To those who are departed from my family and close community, whether I knew you poorly or knew you well, may you rest in peace.

  1. Deep stuff. It’s interesting how these things bring out all sorts of feelings, and each new instance rips at old wounds we thought were healing. I don’t know what to say, really, except that you’ll be in my thoughts and prayers and that I hope you find comfort and strength to take you through the worst of it. Thanks for sharing the link about your teacher. For me, the loss of innocence came in 4th grade, too. My friend’s mom was brutally murdered. These things don’t make sense, but they do become part of who we are.

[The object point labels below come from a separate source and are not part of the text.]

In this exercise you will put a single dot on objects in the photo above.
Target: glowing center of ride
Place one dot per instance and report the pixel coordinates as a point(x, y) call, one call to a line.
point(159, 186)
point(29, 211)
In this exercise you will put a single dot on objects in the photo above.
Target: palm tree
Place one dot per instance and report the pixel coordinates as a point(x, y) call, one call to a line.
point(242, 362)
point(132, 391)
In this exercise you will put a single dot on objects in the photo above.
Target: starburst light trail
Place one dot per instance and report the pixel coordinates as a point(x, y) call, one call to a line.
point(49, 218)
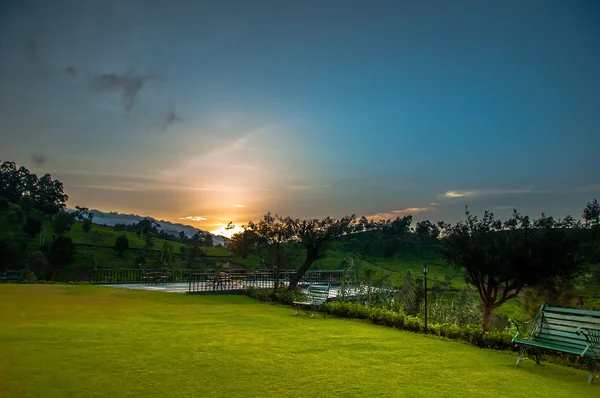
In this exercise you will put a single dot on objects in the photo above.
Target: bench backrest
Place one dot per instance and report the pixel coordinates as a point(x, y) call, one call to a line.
point(318, 293)
point(11, 274)
point(558, 326)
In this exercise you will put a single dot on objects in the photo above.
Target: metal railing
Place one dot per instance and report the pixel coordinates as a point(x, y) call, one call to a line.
point(115, 276)
point(205, 282)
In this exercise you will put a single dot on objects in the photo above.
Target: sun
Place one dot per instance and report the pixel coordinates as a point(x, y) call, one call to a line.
point(228, 233)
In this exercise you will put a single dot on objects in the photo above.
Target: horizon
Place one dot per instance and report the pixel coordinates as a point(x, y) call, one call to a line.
point(214, 112)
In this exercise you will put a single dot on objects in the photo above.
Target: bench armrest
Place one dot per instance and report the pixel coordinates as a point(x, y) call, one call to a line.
point(525, 330)
point(592, 337)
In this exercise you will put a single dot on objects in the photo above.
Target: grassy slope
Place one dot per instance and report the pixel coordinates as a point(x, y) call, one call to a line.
point(107, 257)
point(410, 261)
point(101, 342)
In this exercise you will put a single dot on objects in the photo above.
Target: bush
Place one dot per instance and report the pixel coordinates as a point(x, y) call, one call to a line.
point(287, 297)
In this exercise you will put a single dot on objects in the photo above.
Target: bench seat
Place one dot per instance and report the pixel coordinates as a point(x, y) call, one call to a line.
point(317, 296)
point(565, 330)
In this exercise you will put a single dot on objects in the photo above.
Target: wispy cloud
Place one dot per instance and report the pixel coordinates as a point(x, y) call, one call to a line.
point(505, 207)
point(456, 194)
point(128, 86)
point(490, 192)
point(589, 188)
point(192, 218)
point(306, 187)
point(402, 212)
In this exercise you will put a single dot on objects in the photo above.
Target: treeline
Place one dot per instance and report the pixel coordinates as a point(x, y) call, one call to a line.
point(28, 203)
point(148, 225)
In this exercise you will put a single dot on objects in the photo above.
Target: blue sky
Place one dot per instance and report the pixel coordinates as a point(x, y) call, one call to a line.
point(181, 109)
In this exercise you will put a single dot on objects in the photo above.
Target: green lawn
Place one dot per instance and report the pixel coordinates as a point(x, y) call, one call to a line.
point(86, 341)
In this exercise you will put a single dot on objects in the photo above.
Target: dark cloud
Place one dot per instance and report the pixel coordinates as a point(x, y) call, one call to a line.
point(38, 159)
point(31, 50)
point(171, 118)
point(128, 85)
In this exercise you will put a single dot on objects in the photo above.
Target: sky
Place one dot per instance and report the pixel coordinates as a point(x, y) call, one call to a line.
point(205, 112)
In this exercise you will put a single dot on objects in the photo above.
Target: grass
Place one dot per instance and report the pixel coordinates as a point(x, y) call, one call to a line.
point(59, 341)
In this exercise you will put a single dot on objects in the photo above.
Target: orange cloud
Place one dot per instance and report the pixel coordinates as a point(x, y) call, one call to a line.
point(455, 194)
point(402, 213)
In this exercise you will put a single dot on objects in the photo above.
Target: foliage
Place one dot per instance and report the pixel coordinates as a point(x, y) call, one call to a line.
point(8, 253)
point(268, 240)
point(406, 296)
point(61, 252)
point(32, 225)
point(501, 259)
point(62, 222)
point(122, 244)
point(17, 184)
point(461, 312)
point(165, 258)
point(554, 290)
point(37, 263)
point(591, 213)
point(315, 237)
point(427, 231)
point(4, 203)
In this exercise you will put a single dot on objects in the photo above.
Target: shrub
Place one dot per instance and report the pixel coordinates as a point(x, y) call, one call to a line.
point(4, 203)
point(287, 297)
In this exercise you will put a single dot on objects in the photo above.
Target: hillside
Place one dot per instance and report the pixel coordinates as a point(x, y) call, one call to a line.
point(112, 218)
point(93, 249)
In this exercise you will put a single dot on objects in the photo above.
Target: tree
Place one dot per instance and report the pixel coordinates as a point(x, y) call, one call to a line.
point(61, 253)
point(32, 226)
point(8, 253)
point(501, 259)
point(591, 214)
point(87, 225)
point(121, 245)
point(427, 231)
point(37, 263)
point(49, 194)
point(407, 294)
point(147, 225)
point(17, 184)
point(208, 242)
point(315, 237)
point(86, 216)
point(62, 222)
point(164, 259)
point(267, 239)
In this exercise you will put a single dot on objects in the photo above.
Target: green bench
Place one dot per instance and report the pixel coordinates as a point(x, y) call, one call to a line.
point(316, 297)
point(564, 330)
point(13, 275)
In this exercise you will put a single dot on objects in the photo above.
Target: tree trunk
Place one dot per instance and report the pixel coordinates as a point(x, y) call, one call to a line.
point(311, 256)
point(487, 315)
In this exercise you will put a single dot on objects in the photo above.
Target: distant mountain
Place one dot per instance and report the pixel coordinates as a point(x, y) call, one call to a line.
point(113, 218)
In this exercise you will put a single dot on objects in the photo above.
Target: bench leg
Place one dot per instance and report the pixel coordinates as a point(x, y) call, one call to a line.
point(593, 366)
point(524, 354)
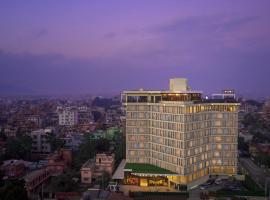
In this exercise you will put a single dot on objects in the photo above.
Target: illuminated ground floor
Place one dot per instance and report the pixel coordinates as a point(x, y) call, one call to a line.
point(146, 175)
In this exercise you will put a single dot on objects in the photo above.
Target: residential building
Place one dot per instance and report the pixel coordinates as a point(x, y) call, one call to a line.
point(95, 167)
point(178, 139)
point(34, 180)
point(68, 116)
point(59, 161)
point(40, 142)
point(225, 94)
point(13, 169)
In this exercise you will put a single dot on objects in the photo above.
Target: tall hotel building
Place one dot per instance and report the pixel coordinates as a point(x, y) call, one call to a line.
point(178, 139)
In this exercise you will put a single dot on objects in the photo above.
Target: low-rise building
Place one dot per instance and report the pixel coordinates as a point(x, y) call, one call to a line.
point(34, 180)
point(58, 162)
point(13, 169)
point(40, 142)
point(68, 116)
point(95, 167)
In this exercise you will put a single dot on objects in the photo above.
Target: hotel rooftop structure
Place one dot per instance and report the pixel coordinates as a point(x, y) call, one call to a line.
point(176, 138)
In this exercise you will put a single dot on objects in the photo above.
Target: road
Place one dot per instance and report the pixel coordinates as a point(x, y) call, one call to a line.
point(257, 173)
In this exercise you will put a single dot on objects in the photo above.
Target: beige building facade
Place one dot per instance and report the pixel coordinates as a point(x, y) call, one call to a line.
point(180, 131)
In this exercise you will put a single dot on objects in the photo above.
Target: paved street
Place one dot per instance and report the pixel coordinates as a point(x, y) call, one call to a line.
point(257, 173)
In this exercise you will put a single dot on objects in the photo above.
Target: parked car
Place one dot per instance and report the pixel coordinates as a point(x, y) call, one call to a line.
point(218, 181)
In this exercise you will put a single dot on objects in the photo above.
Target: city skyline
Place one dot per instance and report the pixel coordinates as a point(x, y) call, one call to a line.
point(95, 47)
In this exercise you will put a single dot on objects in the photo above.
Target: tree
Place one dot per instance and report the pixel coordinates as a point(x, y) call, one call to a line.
point(19, 148)
point(55, 142)
point(104, 180)
point(14, 190)
point(63, 183)
point(102, 145)
point(86, 151)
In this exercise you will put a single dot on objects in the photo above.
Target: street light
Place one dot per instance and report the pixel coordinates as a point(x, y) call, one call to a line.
point(266, 187)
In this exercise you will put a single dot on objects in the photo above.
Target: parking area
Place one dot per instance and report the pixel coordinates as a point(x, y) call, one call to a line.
point(211, 185)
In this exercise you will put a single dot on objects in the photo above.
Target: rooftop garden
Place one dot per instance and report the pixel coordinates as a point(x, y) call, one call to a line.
point(146, 168)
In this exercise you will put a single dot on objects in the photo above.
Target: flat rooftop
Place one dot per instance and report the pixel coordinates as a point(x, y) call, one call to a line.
point(144, 168)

    Nikki    Dec 17, 07:03 PM    #
  2. hugs from a farm


    L    Dec 20, 01:09 AM    #
  3. Dear Liz:

    I was feeling utter loss and a vaccum that I just do not know how to deal with. I get depressed a lot. Swaroop’s untimely death is tragic and I was at a loss on how to handle the situation and to channel my emotions. Your writing is real straight forward, honest and realistic. Thank you very much for putting your thoughts and feelings into words. Reading the same has made me feel closer to Swaroop and yes, agree with you. I offer my prayers for his soul to rest in peace and pray also that the family will find a way to cope with this unfortunate situation. Hope u will overcome all things and shine in ur life. From a fellow human strager.